Il faudrait étendre les efforts déployés en vue de l’adoption d’un accord régional sur la migration en Amérique du Sud, et ce, afin de reconnaître et protéger les personnes déplacées pour des raisons environnementales.

Les effets du changement climatique influencent la fréquence et l’intensité des catastrophes et des processus de dégradation écologique à évolution lente, ce qui exacerbe les risques et les vulnérabilités préexistants[1]. On estime qu’entre l’année 2000 et le milieu de l’année 2015, huit millions de personnes ont été déplacées ou évacuées des suites de catastrophes en Amérique du Sud[2]. Comme ils ont déjà réalisé des progrès ces dernières années dans le domaine de la migration, les forums régionaux existants sont en position de contribuer au dialogue sur la mobilité humaine dans le contexte du changement climatique et des catastrophes, ce qui pourrait potentiellement aboutir à l’harmonisation des initiatives nationales, à une meilleure compréhension et une meilleure gestion sur le long terme du déplacement, et à la reconnaissance et à la protection des personnes déplacées pour des raisons écologiques dans l’ensemble de la région.

Forums et initiatives existants

Le bloc sous-régional du Marché commun du Sud (Mercosur) s’est doté d’un forum spécialisé dans la migration appelé Foro Especializado Migratorio (FEM), chargé d’étudier les impacts de la migration dans l’objectif d’élaborer des réglementations et des accords. L’Accord de résidence et de la liberté de mouvement des personnes du Mercosur, daté de 2012, ne mentionne pas expressément les personnes déplacées pour des raisons environnementales, mais il pourrait être adapté afin de faciliter leurs mouvements vers d’autres pays de la région, comme le suggère la Stratégie d’adaptation au changement climatique de l’Union européenne.[3] Les membres du FEM ont reconnu qu’il existait des carences dans la fourniture de services aux personnes déplacées par des catastrophes et, en 2012, les États membres du Mercosur et de l’Union des nations sud-américaines (Unasur) ont été exhortés à reconnaître le phénomène de la migration provoquée par des catastrophes naturelles (migration « environnementale ») et à établir un protocole destiné aux personnes qui migrent pour des raisons environnementales.

L’un des objectifs de l’organisation régionale intergouvernementale Unasur porte sur la coopération en matière de prévention des catastrophes et de changement climatique, ainsi que sur la migration. Elle travaille actuellement à l’établissement d’une citoyenneté sud-américaine qui, en plus de garantir l’accès à un large éventail de droits, pourrait faciliter la gestion des mouvements transfrontaliers intrarégionaux dans le contexte des changements et des catastrophes climatiques.

Des représentants de haut niveau du Mercosur et de l’Unasur ont pris part à des dialogues interrégionaux, dont le Dialogue Unasur-Mercosur de 2016 sur les droits de l’homme des migrants et la coopération humanitaire et, la même année, le Dialogue du Mercosur sur les droits de l’homme des migrants : Crises humanitaires et sécurité alimentaire.

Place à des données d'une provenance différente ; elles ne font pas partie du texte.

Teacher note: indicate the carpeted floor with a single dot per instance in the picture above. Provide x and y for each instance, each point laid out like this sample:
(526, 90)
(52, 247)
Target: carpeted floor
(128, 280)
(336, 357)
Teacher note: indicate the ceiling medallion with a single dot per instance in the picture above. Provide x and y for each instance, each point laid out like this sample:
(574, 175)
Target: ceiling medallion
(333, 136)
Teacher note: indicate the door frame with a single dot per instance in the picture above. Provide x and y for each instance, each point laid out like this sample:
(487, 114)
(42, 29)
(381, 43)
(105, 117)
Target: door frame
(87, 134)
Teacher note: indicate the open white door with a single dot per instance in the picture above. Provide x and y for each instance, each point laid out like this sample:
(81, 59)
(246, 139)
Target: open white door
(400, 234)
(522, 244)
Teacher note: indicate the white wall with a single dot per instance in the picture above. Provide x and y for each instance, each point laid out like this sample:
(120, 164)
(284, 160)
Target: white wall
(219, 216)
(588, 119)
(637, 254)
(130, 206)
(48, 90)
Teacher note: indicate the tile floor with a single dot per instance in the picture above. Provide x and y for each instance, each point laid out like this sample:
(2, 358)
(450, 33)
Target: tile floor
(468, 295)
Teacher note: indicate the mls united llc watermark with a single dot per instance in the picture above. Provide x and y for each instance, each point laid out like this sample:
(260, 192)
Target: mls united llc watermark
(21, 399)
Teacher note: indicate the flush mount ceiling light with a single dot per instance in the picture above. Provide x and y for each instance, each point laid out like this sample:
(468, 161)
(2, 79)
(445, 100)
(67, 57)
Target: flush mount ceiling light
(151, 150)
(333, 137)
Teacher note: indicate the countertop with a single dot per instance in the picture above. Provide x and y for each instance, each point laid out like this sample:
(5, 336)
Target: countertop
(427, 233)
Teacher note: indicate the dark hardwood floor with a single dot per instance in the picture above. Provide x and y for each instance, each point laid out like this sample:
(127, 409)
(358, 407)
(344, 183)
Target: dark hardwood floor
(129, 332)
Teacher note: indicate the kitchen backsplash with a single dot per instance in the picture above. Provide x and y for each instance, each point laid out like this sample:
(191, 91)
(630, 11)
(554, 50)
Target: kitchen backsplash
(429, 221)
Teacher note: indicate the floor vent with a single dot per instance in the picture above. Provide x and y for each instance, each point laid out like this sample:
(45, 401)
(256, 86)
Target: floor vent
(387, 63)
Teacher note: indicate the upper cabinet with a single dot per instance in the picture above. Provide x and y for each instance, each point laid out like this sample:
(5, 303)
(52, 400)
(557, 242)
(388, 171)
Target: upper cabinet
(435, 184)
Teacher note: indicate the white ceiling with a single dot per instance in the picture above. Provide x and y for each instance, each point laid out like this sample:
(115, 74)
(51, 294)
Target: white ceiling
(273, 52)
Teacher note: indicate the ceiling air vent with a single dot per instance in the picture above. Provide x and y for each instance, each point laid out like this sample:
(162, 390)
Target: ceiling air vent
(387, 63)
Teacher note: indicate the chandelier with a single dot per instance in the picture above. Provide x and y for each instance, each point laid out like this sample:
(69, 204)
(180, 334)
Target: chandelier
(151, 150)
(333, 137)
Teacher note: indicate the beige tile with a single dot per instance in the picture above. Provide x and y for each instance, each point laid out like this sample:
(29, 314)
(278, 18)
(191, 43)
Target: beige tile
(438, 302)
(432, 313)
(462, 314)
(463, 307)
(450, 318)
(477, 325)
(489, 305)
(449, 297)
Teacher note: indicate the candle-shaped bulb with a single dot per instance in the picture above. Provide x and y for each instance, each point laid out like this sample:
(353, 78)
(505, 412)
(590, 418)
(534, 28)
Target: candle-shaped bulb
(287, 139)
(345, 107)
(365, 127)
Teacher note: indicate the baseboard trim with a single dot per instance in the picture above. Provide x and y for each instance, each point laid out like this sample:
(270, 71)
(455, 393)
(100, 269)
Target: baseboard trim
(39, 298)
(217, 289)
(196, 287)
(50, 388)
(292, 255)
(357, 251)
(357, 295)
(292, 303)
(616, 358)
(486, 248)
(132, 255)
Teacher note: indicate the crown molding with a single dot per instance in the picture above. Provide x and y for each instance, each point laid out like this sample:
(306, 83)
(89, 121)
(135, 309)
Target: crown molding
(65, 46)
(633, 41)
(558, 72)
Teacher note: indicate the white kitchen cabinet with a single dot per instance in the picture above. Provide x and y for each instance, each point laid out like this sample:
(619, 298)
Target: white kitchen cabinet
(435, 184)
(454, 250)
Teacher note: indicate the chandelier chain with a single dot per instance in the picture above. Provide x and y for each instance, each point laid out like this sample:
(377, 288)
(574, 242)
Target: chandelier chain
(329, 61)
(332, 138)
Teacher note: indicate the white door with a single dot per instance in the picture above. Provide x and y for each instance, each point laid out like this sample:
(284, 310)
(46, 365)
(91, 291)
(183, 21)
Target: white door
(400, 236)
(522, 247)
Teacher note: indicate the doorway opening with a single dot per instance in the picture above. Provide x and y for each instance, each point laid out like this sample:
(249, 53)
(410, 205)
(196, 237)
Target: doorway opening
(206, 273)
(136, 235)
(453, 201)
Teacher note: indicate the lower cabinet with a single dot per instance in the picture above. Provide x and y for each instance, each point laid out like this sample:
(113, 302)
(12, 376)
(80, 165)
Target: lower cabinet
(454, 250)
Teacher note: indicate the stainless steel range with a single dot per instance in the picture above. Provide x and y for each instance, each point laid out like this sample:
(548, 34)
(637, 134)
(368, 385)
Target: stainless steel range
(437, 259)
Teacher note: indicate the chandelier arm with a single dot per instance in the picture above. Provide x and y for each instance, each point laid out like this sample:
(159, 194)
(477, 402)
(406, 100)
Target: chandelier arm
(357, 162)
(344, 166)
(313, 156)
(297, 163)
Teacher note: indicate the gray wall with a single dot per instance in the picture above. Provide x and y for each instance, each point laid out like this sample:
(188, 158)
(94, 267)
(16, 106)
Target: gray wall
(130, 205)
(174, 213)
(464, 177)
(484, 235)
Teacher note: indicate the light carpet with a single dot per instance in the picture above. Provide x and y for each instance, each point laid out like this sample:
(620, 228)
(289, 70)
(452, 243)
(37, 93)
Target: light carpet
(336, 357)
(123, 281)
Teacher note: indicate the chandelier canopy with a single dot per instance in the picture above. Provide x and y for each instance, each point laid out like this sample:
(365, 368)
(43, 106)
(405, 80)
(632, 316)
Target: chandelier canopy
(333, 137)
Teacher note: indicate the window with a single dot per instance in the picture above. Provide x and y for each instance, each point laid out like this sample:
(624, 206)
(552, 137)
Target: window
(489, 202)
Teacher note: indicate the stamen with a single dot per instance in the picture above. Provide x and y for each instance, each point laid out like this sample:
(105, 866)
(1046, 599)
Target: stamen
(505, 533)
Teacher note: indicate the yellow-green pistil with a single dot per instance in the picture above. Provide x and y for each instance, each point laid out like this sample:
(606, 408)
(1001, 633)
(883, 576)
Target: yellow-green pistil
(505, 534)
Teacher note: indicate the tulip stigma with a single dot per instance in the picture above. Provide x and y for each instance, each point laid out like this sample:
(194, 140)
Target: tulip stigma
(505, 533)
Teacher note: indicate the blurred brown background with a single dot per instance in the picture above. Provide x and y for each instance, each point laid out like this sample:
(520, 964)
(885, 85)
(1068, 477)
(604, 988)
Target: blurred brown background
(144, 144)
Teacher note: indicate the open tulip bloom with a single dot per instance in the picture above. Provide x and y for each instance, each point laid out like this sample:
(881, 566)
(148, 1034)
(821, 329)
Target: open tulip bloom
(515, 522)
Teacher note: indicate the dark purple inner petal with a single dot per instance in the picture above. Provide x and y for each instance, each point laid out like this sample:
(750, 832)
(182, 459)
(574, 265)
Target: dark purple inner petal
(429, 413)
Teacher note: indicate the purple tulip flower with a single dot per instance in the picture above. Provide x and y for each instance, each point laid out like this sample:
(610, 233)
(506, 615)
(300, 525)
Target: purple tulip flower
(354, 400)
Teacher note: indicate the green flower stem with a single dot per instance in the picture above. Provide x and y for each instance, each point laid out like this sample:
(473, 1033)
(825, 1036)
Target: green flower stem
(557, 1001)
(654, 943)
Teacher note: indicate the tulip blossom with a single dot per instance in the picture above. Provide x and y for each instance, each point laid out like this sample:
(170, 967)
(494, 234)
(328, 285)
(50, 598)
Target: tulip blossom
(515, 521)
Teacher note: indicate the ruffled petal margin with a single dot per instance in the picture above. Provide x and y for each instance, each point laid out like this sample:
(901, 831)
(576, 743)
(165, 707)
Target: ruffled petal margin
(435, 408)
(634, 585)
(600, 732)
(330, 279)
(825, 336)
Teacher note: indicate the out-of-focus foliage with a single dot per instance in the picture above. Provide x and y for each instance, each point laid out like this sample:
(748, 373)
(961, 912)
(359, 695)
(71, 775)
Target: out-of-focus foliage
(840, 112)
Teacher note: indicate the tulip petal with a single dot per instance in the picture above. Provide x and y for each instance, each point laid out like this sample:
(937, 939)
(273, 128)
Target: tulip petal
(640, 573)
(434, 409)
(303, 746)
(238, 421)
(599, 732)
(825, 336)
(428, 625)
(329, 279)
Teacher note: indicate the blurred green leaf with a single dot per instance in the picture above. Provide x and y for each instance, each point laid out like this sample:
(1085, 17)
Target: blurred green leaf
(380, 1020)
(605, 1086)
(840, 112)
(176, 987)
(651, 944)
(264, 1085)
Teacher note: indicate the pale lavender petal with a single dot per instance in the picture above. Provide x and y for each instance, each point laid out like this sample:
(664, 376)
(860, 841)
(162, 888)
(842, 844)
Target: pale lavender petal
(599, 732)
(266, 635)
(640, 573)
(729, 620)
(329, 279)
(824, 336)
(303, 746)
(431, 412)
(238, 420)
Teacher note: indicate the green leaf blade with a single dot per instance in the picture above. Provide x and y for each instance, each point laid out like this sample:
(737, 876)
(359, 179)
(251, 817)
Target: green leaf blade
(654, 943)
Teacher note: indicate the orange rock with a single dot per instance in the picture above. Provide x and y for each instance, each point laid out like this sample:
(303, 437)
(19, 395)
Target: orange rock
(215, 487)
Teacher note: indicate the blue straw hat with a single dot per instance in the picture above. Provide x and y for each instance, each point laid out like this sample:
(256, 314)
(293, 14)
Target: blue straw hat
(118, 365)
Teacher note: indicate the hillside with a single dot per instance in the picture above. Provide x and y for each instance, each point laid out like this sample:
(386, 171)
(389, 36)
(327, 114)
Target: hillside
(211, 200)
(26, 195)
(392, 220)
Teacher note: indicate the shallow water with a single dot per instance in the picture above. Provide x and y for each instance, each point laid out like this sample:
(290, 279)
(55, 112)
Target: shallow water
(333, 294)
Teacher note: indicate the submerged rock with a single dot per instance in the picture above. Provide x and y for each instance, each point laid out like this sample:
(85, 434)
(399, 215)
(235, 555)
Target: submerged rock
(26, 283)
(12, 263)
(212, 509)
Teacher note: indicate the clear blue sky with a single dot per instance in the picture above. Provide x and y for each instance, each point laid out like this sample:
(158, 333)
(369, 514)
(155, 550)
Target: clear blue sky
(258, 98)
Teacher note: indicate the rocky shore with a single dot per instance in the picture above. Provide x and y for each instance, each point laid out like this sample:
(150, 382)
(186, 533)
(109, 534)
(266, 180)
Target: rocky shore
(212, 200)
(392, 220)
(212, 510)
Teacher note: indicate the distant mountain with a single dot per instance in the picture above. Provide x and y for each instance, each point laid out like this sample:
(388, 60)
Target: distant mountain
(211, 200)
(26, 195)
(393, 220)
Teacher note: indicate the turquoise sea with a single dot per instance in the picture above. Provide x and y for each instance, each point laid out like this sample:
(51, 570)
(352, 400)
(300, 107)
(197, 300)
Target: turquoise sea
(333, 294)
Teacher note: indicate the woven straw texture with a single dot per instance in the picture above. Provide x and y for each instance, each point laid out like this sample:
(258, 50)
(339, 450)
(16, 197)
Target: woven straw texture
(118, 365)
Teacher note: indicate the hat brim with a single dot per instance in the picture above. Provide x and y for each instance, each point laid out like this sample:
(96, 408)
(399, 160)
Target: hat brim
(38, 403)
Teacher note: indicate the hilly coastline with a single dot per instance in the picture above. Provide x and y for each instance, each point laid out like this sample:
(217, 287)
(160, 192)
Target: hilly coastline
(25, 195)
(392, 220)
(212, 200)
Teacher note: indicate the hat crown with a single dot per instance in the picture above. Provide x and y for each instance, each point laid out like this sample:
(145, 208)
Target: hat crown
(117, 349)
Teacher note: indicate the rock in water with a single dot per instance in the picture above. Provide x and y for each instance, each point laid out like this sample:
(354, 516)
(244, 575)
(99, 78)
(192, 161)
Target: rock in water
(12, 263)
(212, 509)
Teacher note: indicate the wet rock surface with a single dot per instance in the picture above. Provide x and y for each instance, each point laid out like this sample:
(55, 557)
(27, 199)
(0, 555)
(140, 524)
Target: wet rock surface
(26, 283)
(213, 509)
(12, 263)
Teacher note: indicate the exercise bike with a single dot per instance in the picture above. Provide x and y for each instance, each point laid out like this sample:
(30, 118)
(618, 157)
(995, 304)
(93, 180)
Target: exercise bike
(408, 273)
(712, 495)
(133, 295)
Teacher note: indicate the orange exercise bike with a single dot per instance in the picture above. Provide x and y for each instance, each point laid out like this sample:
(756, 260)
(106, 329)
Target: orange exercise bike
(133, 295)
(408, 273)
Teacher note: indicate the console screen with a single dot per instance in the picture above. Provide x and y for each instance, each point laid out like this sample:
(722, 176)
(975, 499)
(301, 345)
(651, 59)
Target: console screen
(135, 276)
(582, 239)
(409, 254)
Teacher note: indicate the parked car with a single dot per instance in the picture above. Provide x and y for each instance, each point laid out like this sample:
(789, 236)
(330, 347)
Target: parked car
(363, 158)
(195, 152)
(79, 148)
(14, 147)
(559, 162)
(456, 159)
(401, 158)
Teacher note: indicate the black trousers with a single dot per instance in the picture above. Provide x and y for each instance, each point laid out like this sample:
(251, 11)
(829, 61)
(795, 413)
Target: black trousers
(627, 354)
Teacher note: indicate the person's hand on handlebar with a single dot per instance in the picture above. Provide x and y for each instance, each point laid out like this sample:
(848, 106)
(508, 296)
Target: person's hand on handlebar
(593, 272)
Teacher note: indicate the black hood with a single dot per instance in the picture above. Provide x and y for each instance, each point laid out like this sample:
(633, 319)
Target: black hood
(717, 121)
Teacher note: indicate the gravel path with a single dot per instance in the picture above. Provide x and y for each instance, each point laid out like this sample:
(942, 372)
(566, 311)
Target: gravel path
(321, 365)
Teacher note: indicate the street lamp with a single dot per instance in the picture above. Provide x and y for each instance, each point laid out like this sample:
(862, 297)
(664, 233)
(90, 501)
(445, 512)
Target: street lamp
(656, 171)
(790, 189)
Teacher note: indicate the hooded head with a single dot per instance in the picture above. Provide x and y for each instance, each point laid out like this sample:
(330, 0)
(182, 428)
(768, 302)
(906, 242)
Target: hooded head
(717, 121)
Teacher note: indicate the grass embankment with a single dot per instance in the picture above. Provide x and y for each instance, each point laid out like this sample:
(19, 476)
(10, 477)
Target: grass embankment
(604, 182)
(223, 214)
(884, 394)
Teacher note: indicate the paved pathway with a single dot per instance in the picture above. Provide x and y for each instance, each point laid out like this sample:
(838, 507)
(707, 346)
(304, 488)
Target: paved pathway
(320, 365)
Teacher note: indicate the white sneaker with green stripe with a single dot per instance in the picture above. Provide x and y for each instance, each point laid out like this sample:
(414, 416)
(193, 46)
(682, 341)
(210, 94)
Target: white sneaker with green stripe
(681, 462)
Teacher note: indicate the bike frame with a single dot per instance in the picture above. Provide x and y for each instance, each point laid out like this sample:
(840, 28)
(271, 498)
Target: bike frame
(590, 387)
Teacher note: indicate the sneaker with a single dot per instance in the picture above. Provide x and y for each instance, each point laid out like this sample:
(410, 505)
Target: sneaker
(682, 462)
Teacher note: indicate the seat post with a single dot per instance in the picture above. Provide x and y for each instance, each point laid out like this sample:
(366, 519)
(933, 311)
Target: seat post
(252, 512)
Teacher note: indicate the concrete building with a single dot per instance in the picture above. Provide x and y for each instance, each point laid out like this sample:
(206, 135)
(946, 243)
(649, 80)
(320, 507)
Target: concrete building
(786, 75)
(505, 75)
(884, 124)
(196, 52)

En conséquence de ces dialogues, il a été convenu de poursuivre au niveau régional le développement et la mise en œuvre d’instruments de gestion des risques et de coopération humanitaire visant à sauvegarder les droits de l’homme des migrants[4].

La Conferencia Suramericana sobre Migraciones (Conférence sud-américaine sur la migration) (CSM) travaille à l’élaboration de politiques sur la migration internationale et sur sa relation avec l’intégration régionale et le développement. En 2015, la CSM a élargi son mandat pour y inclure « la migration, l’environnement et le changement climatique ». Ainsi, la CSM est aujourd’hui en mesure de devenir un espace important de coordination entre les organisations régionales et sous-régionales en vue de promouvoir la question de la migration environnementale et l’adoption d’un accord dans la région, mais aussi d’harmoniser les initiatives nationales existantes. En 2016, s’appuyant sur les conclusions d’un rapport présenté par Red Sudamericana para las Migraciones Ambientales (le Réseau sud-américain pour les migrations environnementales, RESAMA) au Secrétariat technique[5], la CSM a convenu de conduire une étude sur les liens entre le changement climatique, l’environnement et la migration, et d’animer des ateliers de formation conjoints régionaux à ce sujet[6].

Enfin, le programme régional de réinstallation solidaire et les autres stratégies énoncées dans le Plan d’action de Mexico de 2004 offrent des solutions durables au déplacement sous forme de visas humanitaires et de quotas de réinstallation. Ces stratégies pourraient également être appliquées aux crises provoquées par les changements et les catastrophes climatiques. Le Plan d’action du Brésil de 2014 recommande d’évaluer si les mesures de protection prévues par les lois sur la migration et l’asile sont adaptées pour répondre aux mouvements transfrontaliers provoqués par les changements climatiques et les catastrophes naturelles.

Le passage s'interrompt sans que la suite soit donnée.